A comprehensive study on geometric, topological and fractal characterizations of pore systems in low-permeability reservoirs based on SEM, MICP, NMR, and X-ray CT experiments

Characterization of pore systems in subsurface systems is of great importance for predicting the properties of rocks and classifying the subsurface systems. Geometric features have been used widely for this aim, but topological characteristics of the pore structures are not studied much. In fact, accurate characteristics of pore space should comprise both its geometric and topological properties. In this paper, the above vital characteristics are comprehensively studied based on direct experimental results.
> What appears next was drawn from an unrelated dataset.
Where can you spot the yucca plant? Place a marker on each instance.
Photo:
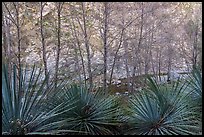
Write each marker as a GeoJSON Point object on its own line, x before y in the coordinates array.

Besides, previous studies aiming at linking fractal dimension analysis to pore space are often based on limited sources of information, which are the mercury injection capillary pressure (MICP) and nuclear magnetic resonance (NMR). In this paper, the scanning electron microscope (SEM), MICP, NMR, and X-ray computed tomography (X-ray CT) experiments are all used to characterize the geometric and topological properties of pore space of several low-permeability porous media. Based on our observations, the advantages and disadvantages of the above techniques in characterizing the pore structure are also summarized. Moreover, the differences of these three experiments are quantified using fractal dimension. The results indicate that the NMR technique is a promising tool for characterizing geometric features of pore systems as it can cover more details than other techniques. Most of geometric, topological, fractal and transport properties of pore space can be obtained from X-ray CT method, which is unique among all the methods. In addition, the 3D fractal dimensions of pore systems obtained from NMR is smaller than that from MICP, which is due more ultra-micropores captured by NMR that smooth the surface of the pore systems. Finally, a novel method constrained by a new pore shape factor for calculating the pore size from 2D images is proposed by which the pore-size distributions are compared more effectively.